Alf Landon
The son of an oil promoter, born on this day in 1887 in West Middlesex, Pennsylvania, Alf Landon moved to Kansas when he was 17, working in the oil business as a wildcatter and getting his law degree. He campaigned for Theodore Roosevelt's Bull Moose candidacy in 1912, and served as secretary to Kansas governor Henry Allen before being elected governor himself as a Republican in 1932 and 1934. In the process he drew national attention to himself as he bucked the tide against the Republican Party beginning with Franklin Roosevelt's defeat of Herbert Hoover in 1932.
At the 1936 Republican convention, Landon's status as the most strongly supported Republican in the nation won him the presidential nomination on the first ballot. In his campaign, distinguished by buttons and posters with Landon's demurely smiling face at the center of a big yellow sunflower (the state flower of Kansas), Landon focused mainly on the anti-business methods of Roosevelt's "New Deal," playing on tax phobia and touting "good government" in his earnest and sincere (and somewhat awkward, by radio standards) fashion. Despite a Literary Digest telephone poll which predicted Landon would win by a landslide, Roosevelt beat Landon mightily, 61% to 37%; the only 2 states Landon would carry were Maine and Vermont.
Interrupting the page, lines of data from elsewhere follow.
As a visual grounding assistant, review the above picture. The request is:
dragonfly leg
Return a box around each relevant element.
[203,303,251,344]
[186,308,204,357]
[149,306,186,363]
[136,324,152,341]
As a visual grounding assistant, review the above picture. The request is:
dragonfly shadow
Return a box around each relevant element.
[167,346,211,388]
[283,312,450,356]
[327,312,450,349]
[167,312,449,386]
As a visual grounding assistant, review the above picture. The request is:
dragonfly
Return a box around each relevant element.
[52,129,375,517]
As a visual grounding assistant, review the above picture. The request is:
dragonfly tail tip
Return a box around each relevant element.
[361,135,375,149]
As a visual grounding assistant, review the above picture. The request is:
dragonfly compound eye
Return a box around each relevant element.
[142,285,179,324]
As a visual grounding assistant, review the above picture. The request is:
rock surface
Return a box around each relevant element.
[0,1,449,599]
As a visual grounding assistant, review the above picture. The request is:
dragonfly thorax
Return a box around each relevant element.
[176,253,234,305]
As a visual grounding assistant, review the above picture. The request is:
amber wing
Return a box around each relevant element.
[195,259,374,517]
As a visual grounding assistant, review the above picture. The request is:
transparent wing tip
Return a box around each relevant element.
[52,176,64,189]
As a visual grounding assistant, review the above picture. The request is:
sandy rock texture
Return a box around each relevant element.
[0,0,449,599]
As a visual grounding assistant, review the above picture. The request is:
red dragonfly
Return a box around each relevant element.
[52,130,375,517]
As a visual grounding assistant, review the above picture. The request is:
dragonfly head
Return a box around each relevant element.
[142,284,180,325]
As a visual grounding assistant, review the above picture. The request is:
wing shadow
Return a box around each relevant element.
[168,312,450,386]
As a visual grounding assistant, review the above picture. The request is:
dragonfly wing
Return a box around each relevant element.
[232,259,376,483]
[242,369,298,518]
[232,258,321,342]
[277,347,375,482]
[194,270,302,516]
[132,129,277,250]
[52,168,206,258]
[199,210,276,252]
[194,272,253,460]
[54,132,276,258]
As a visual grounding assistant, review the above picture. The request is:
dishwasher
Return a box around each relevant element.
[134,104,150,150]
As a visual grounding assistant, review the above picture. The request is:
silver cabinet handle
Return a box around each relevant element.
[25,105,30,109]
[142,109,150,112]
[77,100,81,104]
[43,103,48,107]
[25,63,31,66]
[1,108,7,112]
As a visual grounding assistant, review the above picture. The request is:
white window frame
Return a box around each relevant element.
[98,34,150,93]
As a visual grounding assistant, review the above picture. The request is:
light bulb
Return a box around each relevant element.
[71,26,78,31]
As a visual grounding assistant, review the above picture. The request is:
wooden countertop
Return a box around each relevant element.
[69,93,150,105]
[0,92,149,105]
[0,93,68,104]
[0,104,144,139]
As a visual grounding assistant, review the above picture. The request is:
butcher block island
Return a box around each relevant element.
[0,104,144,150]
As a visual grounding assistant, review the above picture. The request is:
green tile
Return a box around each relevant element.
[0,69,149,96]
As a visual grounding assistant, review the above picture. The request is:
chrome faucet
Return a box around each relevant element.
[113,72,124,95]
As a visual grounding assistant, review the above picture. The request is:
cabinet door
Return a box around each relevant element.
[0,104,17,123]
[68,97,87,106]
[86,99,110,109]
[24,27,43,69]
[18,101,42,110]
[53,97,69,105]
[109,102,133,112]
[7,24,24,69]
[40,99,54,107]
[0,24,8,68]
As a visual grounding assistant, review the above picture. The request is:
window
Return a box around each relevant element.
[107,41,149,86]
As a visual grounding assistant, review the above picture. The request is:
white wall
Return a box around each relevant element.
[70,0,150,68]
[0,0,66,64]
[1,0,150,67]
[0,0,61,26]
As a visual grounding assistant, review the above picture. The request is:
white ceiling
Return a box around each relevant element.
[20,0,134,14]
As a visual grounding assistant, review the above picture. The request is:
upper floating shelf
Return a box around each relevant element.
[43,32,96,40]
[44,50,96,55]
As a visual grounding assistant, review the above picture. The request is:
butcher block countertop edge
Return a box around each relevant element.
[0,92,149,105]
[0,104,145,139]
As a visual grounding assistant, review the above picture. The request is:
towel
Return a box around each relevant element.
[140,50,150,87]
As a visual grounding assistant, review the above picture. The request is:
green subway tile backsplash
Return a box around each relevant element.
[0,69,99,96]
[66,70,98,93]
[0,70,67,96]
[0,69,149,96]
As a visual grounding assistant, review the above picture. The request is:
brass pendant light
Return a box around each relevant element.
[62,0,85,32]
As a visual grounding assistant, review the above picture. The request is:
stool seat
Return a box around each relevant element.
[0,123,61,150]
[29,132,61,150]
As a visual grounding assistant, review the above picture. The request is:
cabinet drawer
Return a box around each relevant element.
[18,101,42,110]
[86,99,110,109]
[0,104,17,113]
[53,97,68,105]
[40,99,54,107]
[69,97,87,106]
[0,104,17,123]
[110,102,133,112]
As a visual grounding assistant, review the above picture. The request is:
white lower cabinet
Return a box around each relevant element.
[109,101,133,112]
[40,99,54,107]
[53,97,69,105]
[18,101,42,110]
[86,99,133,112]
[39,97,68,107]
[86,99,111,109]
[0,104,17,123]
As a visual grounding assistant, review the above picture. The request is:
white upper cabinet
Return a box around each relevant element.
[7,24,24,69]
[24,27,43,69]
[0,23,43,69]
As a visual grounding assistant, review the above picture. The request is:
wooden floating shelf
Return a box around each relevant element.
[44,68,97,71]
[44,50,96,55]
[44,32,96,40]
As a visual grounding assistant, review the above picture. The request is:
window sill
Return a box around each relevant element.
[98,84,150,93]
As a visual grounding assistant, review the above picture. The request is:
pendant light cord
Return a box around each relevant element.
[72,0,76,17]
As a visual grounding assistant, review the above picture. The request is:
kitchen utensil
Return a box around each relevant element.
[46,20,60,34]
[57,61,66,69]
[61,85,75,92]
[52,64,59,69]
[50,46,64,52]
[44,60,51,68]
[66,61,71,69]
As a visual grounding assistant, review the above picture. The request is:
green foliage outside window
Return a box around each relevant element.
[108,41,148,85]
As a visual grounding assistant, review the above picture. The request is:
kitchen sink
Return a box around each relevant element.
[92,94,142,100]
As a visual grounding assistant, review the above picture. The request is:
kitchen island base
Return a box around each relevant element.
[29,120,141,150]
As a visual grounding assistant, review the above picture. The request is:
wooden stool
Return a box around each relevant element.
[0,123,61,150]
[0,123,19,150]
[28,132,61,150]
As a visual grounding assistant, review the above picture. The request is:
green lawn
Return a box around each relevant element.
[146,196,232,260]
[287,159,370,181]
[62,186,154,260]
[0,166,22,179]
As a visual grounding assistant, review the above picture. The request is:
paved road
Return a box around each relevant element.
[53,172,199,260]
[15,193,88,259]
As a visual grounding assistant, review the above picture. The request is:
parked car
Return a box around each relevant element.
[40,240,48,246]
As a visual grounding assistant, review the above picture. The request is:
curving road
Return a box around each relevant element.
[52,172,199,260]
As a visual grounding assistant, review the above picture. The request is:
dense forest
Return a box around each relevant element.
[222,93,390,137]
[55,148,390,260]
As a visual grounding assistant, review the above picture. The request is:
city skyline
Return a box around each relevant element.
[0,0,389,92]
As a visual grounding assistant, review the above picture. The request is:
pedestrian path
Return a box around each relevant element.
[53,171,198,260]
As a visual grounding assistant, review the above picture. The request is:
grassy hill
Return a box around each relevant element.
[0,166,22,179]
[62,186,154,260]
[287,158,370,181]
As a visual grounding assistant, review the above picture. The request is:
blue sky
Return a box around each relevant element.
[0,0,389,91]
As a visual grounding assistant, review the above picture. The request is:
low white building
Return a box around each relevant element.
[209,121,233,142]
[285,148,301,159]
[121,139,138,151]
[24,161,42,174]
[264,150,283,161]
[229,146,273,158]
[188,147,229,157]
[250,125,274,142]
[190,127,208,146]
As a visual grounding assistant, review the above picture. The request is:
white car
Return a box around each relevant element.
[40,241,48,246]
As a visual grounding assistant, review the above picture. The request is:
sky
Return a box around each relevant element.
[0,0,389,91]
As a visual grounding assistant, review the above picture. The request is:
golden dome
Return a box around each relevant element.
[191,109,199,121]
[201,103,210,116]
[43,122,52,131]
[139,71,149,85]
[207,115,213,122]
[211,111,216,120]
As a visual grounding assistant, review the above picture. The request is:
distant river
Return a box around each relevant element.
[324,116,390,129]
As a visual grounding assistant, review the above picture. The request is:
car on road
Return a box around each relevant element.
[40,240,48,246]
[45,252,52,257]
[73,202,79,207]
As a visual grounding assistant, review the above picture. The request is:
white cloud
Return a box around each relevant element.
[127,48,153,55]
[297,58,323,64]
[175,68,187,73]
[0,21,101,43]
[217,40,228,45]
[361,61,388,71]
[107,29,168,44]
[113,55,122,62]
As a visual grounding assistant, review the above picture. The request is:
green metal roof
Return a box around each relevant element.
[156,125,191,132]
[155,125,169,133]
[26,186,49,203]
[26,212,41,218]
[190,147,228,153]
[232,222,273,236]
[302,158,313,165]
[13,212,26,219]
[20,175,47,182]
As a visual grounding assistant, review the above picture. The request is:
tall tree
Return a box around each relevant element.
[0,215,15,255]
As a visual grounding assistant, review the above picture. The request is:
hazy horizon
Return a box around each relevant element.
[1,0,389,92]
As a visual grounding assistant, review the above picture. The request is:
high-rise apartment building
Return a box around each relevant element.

After the election, Landon retired cheerfully to Topeka and named his children's ponies "Maine" and "Vermont." Roosevelt later sent him to Peru to initiate Roosevelt's Latin American "Good Neighbor" policy. Over the years he became an American elder statesman, receiving heavyweight members of both parties (Ronald Reagan and Bobby Kennedy among them) as well as authors and movie stars at his home in Topeka. His daughter, Nancy Kassebaum, served as Republican U.S. senator from Kansas from 1978 to 1997.